24-year-old Bailey “Berserk” Schoenfelder and 25-year-old Mark “the Jackhammer” Currier are at the opposite end of the spectrum, a combined four fights into their career when they met at Bellator 284. Although that event was about the end of an era—the era in which the distinguished Gracie family could conceivably produce MMA champions, represented here by welterweight contender Neiman Gracie, who was unceremoniously knocked out by beefed-up lightweight Goiti Yamauchi after being goaded into a crude fistfight—it also marked the beginning of one for Schoenfelder.

The 6’5” Currier, a baby-fat Iowan who resembles a young Ben Rothwell, was surely considered a mere warm-up for the 6’3” former University of Minnesota linebacker Schoenfelder, a rangy, muscular Minnesotan in the mold of fellow natives Jesse “the Body” Ventura and pro boxer Joey Abell. But Schoenfelder, a four-time Academic All-Big Ten winner and a high school wrestling champion at 195 pounds, decided to hold off on utilizing his considerable mat skills against Currier, preferring instead to trade hands with the slightly taller man. The result was an entertaining two-round affair, with Currier withstanding Schoenfelder’s hardest blows in the first round—including some shots directly on the chin that could’ve felled Victor the Wrestling Bear—and returning fire with slow jabs and straights of his own that rocked Schoenfelder in turn.

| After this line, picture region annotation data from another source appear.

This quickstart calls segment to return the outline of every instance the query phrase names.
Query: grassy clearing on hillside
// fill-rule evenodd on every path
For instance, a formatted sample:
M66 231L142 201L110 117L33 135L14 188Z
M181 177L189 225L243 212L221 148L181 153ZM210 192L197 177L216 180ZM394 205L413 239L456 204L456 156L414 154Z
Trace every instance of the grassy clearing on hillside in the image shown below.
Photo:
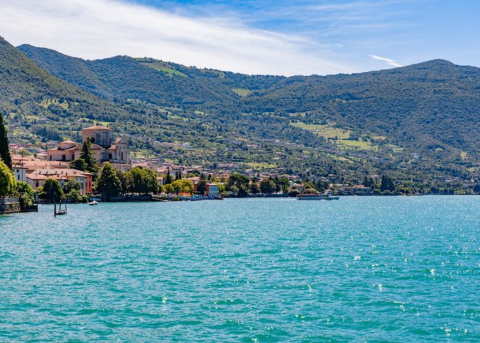
M152 69L155 69L158 71L167 73L170 77L172 77L174 75L178 75L178 76L183 76L184 78L187 78L187 75L183 73L181 73L178 70L175 70L171 68L166 67L165 67L165 64L162 62L145 63L141 62L140 64L145 67L148 67L149 68L152 68Z
M265 169L277 167L277 165L275 163L249 162L246 163L246 165L254 169Z
M379 147L372 145L370 141L365 142L362 139L359 139L358 141L355 141L352 139L339 139L337 142L339 142L341 144L346 145L348 147L353 147L362 150L379 150Z
M41 101L40 105L45 108L48 108L50 105L57 105L63 107L66 110L69 108L68 102L64 100L60 102L58 99L44 99Z
M241 97L246 97L250 93L252 93L252 91L250 89L244 88L232 88L232 91L233 93L235 93L240 95Z
M334 139L337 137L339 139L346 139L350 138L352 131L350 130L344 130L335 127L334 123L329 123L324 125L320 124L306 124L302 121L296 123L290 123L290 125L296 128L300 128L304 130L311 131L312 133L318 136L322 136L325 139Z

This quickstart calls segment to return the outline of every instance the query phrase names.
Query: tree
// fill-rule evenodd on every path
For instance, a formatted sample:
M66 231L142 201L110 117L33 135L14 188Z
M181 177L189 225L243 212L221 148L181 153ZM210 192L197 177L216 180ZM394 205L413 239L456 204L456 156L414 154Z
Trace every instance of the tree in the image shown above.
M74 180L69 180L63 183L62 189L65 193L70 193L71 191L80 191L82 189L82 184Z
M252 194L258 194L260 193L260 187L256 182L250 183L250 191Z
M144 193L158 193L158 181L156 174L150 169L142 169L142 182Z
M287 193L290 187L290 182L287 178L275 178L275 183L282 193Z
M170 175L170 168L167 169L167 176L165 176L165 185L169 185L173 182L173 177Z
M205 180L200 180L200 182L197 185L197 191L200 194L205 194L206 191L206 181Z
M129 180L128 189L132 193L147 194L158 191L156 174L150 169L136 167L128 172L126 177Z
M296 198L296 196L300 194L300 192L298 191L298 189L296 189L294 188L292 188L290 189L290 191L288 192L288 196L291 198Z
M389 176L387 176L385 175L382 176L382 182L380 184L380 190L382 192L385 191L395 191L395 185L394 185L394 181Z
M245 197L248 193L250 183L250 180L248 177L239 174L232 174L228 178L227 185L230 189L235 189L234 193L236 191L238 196Z
M95 182L95 191L100 193L106 200L119 195L121 184L115 168L110 163L105 163Z
M165 191L171 194L175 191L175 189L173 188L173 186L171 185L171 183L169 183L167 185L165 185Z
M47 178L43 184L43 196L51 201L60 201L62 200L63 191L58 180Z
M85 161L86 168L85 170L91 173L96 173L98 172L97 167L97 161L93 158L92 154L92 147L90 137L87 137L82 146L82 152L80 153L80 158Z
M70 164L70 167L73 169L80 170L82 172L85 172L88 166L85 163L85 160L83 158L77 158L71 161Z
M12 156L8 147L7 130L3 124L3 116L0 114L0 158L9 169L12 169Z
M124 195L128 189L128 182L130 179L127 178L125 174L121 170L115 169L115 174L117 174L117 177L119 178L119 180L120 180L119 193Z
M8 166L0 160L0 196L12 194L15 185L15 178Z
M369 176L365 176L362 183L365 187L375 188L375 182Z
M20 208L27 209L31 206L35 200L34 189L27 182L19 181L15 182L14 193L20 199Z
M265 194L275 193L276 187L273 180L269 178L264 178L260 182L260 190Z

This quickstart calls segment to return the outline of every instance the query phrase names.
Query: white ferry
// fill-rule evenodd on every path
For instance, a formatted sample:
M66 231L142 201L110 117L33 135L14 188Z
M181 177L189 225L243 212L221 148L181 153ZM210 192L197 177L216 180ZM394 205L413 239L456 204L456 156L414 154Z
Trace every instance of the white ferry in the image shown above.
M327 189L323 194L315 194L314 193L298 194L298 200L338 200L340 198L338 196L333 196L332 191Z

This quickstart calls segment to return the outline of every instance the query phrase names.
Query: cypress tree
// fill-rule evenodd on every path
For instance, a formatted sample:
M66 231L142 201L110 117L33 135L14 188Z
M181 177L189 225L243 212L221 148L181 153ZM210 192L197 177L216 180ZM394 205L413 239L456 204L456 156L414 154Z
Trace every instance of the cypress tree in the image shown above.
M87 137L86 141L84 142L83 146L82 147L80 158L85 161L85 164L86 165L86 170L87 172L90 172L91 173L96 173L97 171L98 171L98 168L97 167L97 161L93 158L93 155L92 154L90 137Z
M0 114L0 158L9 169L12 169L12 157L8 148L7 130L3 125L3 116Z

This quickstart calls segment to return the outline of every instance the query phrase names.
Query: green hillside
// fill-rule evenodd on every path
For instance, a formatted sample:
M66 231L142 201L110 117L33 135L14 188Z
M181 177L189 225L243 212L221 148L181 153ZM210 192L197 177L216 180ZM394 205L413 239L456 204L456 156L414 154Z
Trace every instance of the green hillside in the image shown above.
M435 60L360 74L285 78L19 49L63 81L9 45L9 54L36 68L33 74L61 86L49 93L34 78L23 80L36 97L21 87L12 93L28 99L37 112L14 97L2 106L22 113L21 120L10 117L12 123L49 115L47 128L58 134L54 139L78 135L81 125L68 123L99 120L130 137L139 154L187 164L232 162L338 182L385 172L405 184L478 178L478 68ZM15 62L8 60L12 67ZM7 79L0 82L11 88ZM71 93L81 94L82 101L72 101ZM82 102L97 110L84 110L77 105ZM24 128L34 135L35 128Z
M479 68L437 60L359 74L283 78L128 57L83 61L80 67L71 68L69 60L79 59L27 45L19 48L56 76L84 89L90 88L78 80L93 82L91 75L97 75L105 97L180 106L219 118L267 115L283 122L331 121L440 160L455 161L464 152L480 156L480 132L473 125L480 113Z

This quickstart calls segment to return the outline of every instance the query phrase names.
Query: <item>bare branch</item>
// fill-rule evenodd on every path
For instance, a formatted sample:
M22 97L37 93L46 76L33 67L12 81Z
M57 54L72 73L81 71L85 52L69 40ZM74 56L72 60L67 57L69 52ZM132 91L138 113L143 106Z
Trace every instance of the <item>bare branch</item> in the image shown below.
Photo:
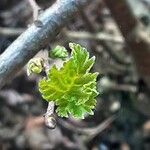
M0 87L52 40L79 6L90 0L58 0L39 16L42 27L31 25L0 56Z

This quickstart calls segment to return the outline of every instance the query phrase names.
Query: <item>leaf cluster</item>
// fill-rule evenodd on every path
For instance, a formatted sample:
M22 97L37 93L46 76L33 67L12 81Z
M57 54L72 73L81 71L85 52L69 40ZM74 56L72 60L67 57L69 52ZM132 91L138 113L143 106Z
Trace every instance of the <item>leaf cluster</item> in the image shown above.
M98 73L89 73L95 57L79 44L70 43L71 57L58 69L55 65L49 70L47 78L39 81L39 91L48 102L54 101L56 112L61 117L71 115L84 118L93 114L96 105L96 77Z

This was exactly what Schoenfelder wanted, he explained during the post-fight interview. He craved a bloody brawl, and Currier obliged him by proving far tougher than advertised. In the second round, Schoenfelder imposed his will on the ground, repeatedly taking Currier down and pounding him with hard shots before submitting him via rear-naked choke. It was an inevitable win by the superior fighter that seemed in jeopardy until it wasn’t. There are levels to this game, both in terms of athleticism and ability, and Schoenfelder simply lapped Currier in both respects. Relishing the invincibility that comes with youth and the fact that he, unlike old man Mysiala, has never been knocked out, Schoenfelder could afford to test his chin in order to have some fun.

Whither “Berserk” Schoenfelder? He’s not ready for Davion Franklin or Said Sowma—they’re older and more experienced, even if still early in their own careers—so we can probably expect to see more slugfests against game tomato cans. Currier did yeoman’s work in defeat, and the smarter-than-he-looks Schoenfelder knew how to exploit his opponent’s willingness to mix it up to the delight of the crowd, even drawing boos when he finished the tubby, scrappy underdog.

These were just two fights among dozens of sanctioned pro bouts last week—one between the old, the other between the young. Both are destined to remain footnotes, lost in the mists of streaming history that seems to evanesce as fast as it appears, stored on servers somewhere until the day the lights go off and they aren’t. These pitched battles meant something to me, though, and perhaps now even to you, if you dared to read this far.